To fully understand the complexity and nuances of a compiler language, you will need a brain the size of a bathtub. In other words, many compiler languages are unfortunately focused on the elegance of the solution, not the problem itself. There's lots of entrepreneurial work to do here. What is really needed is a high-level syntax that describes the algorithm, not the details of the algorithm's solution. This gives compiler writers freedom to better match applications to processor hardware.
Compiler writers have devoted enormous effort toward compiling application code into vectors or array-oriented detection. If an array is found that matches an array instruction, viola! Today, compilers basically take a brute-force approach to the problem. They look for specific kinds of loops that lend themselves to array instructions. Brute-force approaches are not very smart. They lend themselves to bruising whenever they can't detect a loop that cannot be transformed into simpler arrays. Believe me when I say there are plenty of those. If you can figure out a general way to vectorize or construct simpler arrays from loops to match microprocessors' native instructions, you will become a visible entrepreneur of the rich and famous category.
Application algorithms form some sort of sequential logic. The sequential logic usually contains many segments, many of which can be broken down into individual threads. The threads can be launched and synchronized through normal operating system extensions. This lends itself to speed-ups by running many threads in parallel.
For iterative codes, the application can be pipelined similarly to microprocessor pipelines. This gets a lot of iterations going in parallel, and can avoid many synchronization pitfalls. The problem comes when an application does not lend itself to multithreading. Such an application can still be approached by viewing its algorithm from the perspective of horizontal segmentation, instead of a vertical set of instructions. This requires a complete rethinking of the algorithm, but almost always can result in some sort of efficient multithreading.

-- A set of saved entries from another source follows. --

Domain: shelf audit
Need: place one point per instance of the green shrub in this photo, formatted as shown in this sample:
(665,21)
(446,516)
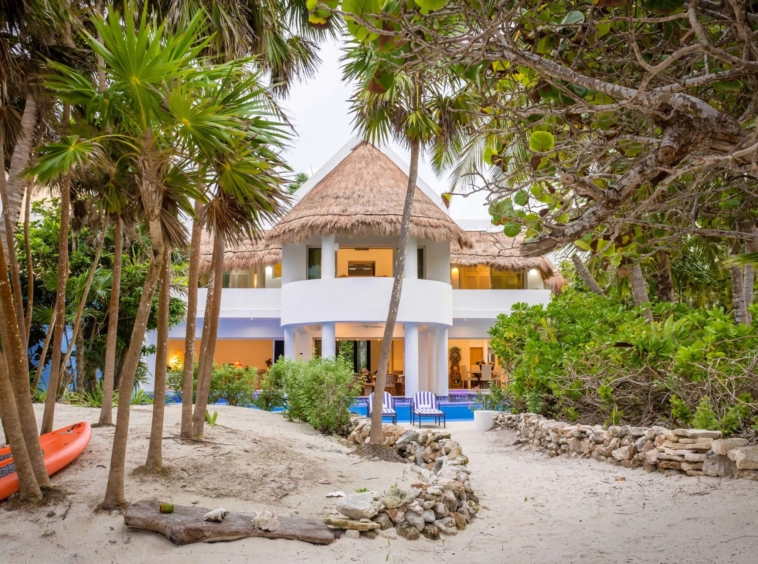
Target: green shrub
(271,395)
(493,400)
(597,359)
(319,391)
(235,385)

An example that is familiar to me goes back to the early '70s when I was working at CDCs Advanced Design Laboratory, writing a COBOL compiler for the Star 100 vector computer. The instruction set of that computer was modeled after Ken Iverson's book, "A Programming Language." One of the architects, Neil Lincoln, wrote a FORTRAN compiler that had no test or loop statements. It consisted entirely of 147 sparse-vector operations. Each sparse-vector operation on that computer was a single instruction. Needless to say, the compiler ran like the clappers and Neil deserves a big round of applause for the achievement. I'm mentioning this because creative juices run much stronger than preconceptions. Preconceived ideas ultimately turn sour because they tend to stop creativity. Preconceived ideas make it difficult for time to march on.

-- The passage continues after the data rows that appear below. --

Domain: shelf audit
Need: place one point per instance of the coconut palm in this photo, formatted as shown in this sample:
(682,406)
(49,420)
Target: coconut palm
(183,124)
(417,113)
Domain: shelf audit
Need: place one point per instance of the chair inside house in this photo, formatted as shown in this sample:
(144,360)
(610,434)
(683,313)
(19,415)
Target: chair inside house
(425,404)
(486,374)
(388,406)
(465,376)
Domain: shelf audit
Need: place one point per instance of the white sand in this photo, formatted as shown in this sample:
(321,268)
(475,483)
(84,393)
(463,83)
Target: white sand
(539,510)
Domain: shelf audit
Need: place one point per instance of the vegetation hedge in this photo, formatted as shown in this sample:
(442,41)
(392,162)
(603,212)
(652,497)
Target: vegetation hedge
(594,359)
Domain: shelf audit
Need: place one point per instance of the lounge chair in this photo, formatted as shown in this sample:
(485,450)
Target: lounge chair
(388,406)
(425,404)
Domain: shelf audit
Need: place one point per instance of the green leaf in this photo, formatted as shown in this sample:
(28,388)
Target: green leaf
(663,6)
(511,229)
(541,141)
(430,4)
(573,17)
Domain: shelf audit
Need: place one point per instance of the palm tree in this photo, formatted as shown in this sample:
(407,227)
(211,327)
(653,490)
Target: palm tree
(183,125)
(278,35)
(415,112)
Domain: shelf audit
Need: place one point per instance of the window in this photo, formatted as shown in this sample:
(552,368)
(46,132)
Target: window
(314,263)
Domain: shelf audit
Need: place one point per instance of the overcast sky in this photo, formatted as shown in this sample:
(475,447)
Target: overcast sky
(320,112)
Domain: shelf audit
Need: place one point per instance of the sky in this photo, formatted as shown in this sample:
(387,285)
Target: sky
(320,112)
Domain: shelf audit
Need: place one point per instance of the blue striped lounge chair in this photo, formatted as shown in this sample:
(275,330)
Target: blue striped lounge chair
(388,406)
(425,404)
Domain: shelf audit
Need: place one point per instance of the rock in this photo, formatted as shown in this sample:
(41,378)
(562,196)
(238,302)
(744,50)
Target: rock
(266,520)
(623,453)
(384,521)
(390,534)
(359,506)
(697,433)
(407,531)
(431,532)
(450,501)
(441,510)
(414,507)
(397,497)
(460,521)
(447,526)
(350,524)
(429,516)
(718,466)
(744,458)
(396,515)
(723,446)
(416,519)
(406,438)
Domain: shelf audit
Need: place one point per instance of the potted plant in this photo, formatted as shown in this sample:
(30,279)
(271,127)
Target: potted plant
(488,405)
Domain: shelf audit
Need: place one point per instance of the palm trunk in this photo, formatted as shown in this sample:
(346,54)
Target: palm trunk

So, if you want to keep a supercomputer out of the office, sell management on the perception that applications need to run untouched. Management will not be able to find a supercomputer that will run all your applications efficiently enough to warrant the cost of the supercomputer. However, you can convince management that it takes lots of effort to redo the applications. It will also take lots of money. In addition, all your applications need to be re-ported as processor architecture improves. This is particularly fun when the original developers have moved on and the source code cannot be found. Management will balk at the side benefit of extra cost because extra people and cubes are needed. This guarantees that the supercomputer, at least in the near term, will not be cost-effective. This saves lots of money, because it would be expensive to buy one for general use.

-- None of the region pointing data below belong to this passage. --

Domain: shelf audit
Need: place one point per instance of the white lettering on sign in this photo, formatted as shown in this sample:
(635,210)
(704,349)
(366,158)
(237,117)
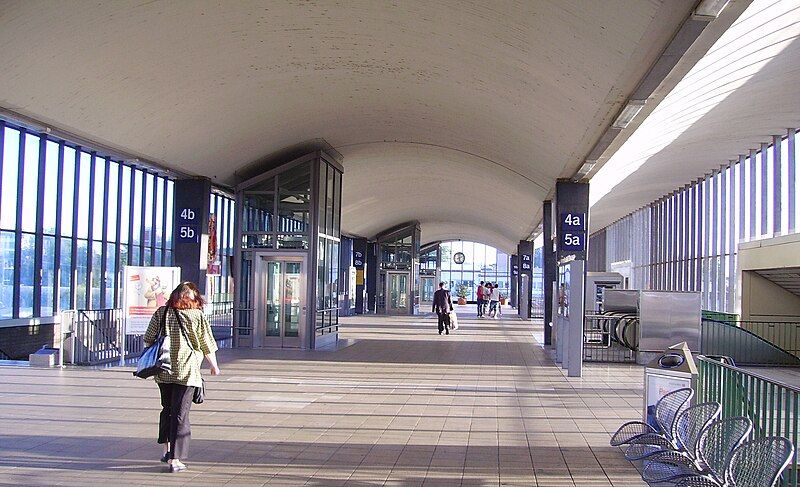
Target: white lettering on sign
(188,232)
(188,214)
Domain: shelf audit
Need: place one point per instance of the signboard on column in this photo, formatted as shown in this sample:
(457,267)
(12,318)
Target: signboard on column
(145,290)
(525,256)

Still, if you want to become a rich entrepreneur, then figure out easy ways to rewrite algorithms for applications, either through developing smarter compilers or by becoming proficient at rethinking algorithms. Or, better yet, develop a system where the problem can be stated in high-level terms that are converted directly into machine language. This would bypass the need to script difficult to understand solutions that are even more difficult to port to supercomputer architectures.